Nata a Kazbegi, Lisiko ha frequentato e superato a pieni voti l’Accademia d’arte a Tbilisi, specializzandosi poi in arte sacra. Nei primi anni dopo gli studi, ha dipinto la bellezza di 300 miniature che hanno illustrato il Vangelo di Marco: «Faccio arte sacra non perché io l’abbia deciso, ma perché Dio ha deciso per me. Non pensavo di dipingere cose da chiesa, ma poi non ho più potuto farne a meno».
Mi incuriosisce i sentimenti che l’animano quando dipinge un’icona: «Avverto – mi spiega – una particolare responsabilità e il desiderio chiaro di dipingere sempre meglio, con perfezione direi. Dalla indeterminatezza della materia grezza, che a modo suo è già una perfezione, mi esalta, artisticamente parlando, tirarne fuori una piccola, modesta perfezione».
Dopo qualche anno trascorso nella turbolenta Tbilisi, Lisiko è tornata qui nella valle di Kazbegi perché è stata chiamata a dipingere la chiesa di Arsha. Ma poi c’è rimasta: «Le condizioni per lavorare qui sono eccellenti, perché c’è calma e non si è oppressi dalla quotidianità della vita di città, anche se per certi versi la vita di montagna è certamente più dura, aspra, solitaria. E non c’è lavoro da queste parti, c’è un’immensa disoccupazione per cui i giovani se ne vanno tutti, o quasi, in città, in cerca come si dice di fortuna. Io, invece, ormai ho un giro di amici e conoscenti, di clienti, che mi consente di arrivare regolarmente alla fine del mese con le mie produzioni».
Sto arrivando da una regione come Tusheti, dove il c ristianesimo è arrivato solo all’inizio del XX secolo, cosicché le reminescenze di culti pagani – sacrifici animali, formule astruse, esaltazione delle forze della natura – si mescolano con la fede nel Cristo. E qui? La religione quassù a Kazbegi è interamente cristiana o restano reminescenze pagane? «Qui siamo cristiani, punto e basta – s’offende Lisiko –. Il patriarca della Chiesa ortodossa georgiana, Ilia II, non a caso è nato qui accanto, a Sno, in un contesto cristiano al 100 per cento. Egli afferma, ad esempio, a proposito dei tanto criticati sacrifici animali che si definiscono pagani, che se gli animali vengono poi condivisi su una tavola diventano non più un’idolatria ma un servizio ai cristiani».
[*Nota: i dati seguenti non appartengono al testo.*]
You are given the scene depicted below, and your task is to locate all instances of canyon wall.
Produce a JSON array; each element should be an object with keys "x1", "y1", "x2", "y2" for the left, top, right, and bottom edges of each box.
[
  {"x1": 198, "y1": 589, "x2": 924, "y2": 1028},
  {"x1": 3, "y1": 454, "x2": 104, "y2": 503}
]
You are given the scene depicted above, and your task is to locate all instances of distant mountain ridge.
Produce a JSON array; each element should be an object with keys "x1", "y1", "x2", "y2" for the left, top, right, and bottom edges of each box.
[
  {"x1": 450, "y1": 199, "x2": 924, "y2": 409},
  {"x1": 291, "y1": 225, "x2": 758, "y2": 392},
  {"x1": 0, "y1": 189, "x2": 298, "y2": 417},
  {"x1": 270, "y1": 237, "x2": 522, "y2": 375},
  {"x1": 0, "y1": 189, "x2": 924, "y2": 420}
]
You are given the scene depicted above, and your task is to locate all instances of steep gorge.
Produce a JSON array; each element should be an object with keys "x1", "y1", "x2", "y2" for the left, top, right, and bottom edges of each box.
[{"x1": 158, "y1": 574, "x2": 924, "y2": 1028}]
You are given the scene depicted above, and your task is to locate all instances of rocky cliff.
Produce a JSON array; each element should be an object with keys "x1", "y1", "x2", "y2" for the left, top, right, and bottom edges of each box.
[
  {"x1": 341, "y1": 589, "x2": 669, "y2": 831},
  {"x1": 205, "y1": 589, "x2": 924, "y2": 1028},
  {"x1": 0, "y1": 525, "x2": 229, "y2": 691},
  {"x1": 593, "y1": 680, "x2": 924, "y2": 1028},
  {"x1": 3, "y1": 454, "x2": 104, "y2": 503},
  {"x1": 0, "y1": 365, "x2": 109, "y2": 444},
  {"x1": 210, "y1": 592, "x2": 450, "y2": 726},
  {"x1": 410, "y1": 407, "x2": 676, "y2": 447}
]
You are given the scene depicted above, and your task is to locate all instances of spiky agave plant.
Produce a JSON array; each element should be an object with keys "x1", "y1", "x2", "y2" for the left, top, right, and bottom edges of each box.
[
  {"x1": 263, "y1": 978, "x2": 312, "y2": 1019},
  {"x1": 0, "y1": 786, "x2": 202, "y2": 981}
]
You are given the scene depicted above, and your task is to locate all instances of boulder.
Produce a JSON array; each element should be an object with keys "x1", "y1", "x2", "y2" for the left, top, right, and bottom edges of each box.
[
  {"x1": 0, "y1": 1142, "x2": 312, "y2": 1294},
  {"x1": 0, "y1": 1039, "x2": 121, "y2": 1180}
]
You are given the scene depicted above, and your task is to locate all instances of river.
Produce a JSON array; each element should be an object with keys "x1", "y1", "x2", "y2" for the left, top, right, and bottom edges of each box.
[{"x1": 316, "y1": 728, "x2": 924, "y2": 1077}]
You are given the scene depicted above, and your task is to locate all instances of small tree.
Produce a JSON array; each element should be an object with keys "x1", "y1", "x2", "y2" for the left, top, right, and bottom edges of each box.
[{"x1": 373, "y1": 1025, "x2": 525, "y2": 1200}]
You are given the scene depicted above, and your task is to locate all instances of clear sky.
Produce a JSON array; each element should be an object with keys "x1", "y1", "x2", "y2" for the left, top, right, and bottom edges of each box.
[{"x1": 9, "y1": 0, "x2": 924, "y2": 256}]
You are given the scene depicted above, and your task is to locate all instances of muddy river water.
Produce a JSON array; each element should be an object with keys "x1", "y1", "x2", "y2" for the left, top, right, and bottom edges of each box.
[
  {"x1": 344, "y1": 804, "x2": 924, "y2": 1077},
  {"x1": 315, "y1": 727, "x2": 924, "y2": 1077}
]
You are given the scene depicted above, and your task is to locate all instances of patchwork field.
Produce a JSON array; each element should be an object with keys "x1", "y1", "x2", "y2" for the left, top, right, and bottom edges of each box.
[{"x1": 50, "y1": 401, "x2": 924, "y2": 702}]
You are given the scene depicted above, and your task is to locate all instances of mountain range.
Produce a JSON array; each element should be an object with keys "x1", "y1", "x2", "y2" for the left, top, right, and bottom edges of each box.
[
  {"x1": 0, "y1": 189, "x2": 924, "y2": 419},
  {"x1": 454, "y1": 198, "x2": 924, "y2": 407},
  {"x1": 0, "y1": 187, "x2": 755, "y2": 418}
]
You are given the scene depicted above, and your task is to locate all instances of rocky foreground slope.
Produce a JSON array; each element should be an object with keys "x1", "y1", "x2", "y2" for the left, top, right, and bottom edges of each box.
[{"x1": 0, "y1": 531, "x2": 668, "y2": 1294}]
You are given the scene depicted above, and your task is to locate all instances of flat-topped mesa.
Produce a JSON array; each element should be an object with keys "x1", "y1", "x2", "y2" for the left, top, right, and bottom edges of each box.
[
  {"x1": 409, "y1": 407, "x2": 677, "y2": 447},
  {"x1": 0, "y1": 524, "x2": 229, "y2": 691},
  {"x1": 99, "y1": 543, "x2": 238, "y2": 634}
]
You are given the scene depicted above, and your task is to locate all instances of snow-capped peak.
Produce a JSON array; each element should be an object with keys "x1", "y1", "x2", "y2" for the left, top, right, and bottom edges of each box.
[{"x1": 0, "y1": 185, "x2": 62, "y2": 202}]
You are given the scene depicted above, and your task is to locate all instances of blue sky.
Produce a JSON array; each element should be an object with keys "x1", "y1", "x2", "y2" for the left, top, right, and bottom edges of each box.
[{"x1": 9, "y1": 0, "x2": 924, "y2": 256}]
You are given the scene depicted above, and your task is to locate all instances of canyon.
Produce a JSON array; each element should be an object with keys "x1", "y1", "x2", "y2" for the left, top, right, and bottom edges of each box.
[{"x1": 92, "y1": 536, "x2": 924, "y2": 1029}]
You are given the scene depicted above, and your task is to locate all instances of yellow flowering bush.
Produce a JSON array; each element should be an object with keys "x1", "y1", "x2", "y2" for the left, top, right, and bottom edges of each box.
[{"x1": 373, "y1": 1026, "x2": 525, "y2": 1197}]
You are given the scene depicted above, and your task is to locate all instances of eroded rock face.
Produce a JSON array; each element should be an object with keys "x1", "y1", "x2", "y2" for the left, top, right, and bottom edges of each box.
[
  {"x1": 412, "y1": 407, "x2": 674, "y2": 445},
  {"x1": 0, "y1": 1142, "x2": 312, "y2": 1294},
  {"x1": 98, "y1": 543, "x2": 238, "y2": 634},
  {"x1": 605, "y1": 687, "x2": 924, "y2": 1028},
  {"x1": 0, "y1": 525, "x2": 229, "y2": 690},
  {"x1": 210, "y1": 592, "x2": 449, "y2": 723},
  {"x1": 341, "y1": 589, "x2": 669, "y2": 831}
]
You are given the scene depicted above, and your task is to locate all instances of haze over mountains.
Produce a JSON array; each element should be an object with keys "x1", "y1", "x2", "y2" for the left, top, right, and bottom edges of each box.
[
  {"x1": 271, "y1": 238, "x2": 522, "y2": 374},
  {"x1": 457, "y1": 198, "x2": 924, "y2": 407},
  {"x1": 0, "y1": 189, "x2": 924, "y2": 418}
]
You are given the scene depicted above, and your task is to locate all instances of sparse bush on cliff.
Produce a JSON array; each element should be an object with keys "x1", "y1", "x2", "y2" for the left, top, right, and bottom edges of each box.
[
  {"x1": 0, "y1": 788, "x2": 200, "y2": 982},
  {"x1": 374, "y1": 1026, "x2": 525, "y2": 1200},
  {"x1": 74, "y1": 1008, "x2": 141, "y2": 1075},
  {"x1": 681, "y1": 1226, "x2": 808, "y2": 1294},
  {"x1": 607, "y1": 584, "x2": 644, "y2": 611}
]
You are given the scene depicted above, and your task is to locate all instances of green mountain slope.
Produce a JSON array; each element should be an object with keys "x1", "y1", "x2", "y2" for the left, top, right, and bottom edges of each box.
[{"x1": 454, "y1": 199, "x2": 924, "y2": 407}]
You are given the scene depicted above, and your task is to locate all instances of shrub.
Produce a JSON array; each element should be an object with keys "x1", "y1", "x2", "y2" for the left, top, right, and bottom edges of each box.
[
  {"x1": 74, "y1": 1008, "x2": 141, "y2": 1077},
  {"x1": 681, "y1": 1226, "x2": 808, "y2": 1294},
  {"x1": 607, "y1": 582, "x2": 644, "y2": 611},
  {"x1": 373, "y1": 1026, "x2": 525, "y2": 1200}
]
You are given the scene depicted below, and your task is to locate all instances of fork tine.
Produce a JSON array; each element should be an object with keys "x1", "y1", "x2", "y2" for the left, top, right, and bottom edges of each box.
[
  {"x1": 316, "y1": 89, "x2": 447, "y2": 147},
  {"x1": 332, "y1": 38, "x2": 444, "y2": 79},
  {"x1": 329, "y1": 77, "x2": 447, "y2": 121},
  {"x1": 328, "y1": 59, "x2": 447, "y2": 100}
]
Dal portico della casa delle sorelle Chqareuli si notano tanti pali della luce, ma nessuno perpendicolare al suolo; case senza intonaco e, purtroppo, tutte coi tetti di eternit e di amianto, per gran danno del paesaggio e della salute; vecchie serre in disuso; mucchi di materiale di riporto; un paio di vagoni ferroviari trasformati in qualcosa di simile a un’abitazione; campi allo stato brado, salvo qualche campo di patate; vecchi camion di epoca sovietica in rottamazione; covoni di paglia come non se ne vedono da noi da cinquant’anni; fili elettrici d’ogni genere sospesi in ogni dove, a formare grovigli inverosimili. E montagne e montagne e montagne. Alte maestose minacciose.
L’atelier di Lisiko e Marina profuma di lana e di unguenti, di incenso e di latte. Qui il tempo si ferma e la bruttura muta in bellezza. Sembra che ci si elevi sulle cime innevate della catena del Caucaso, per osservare quel che non muore.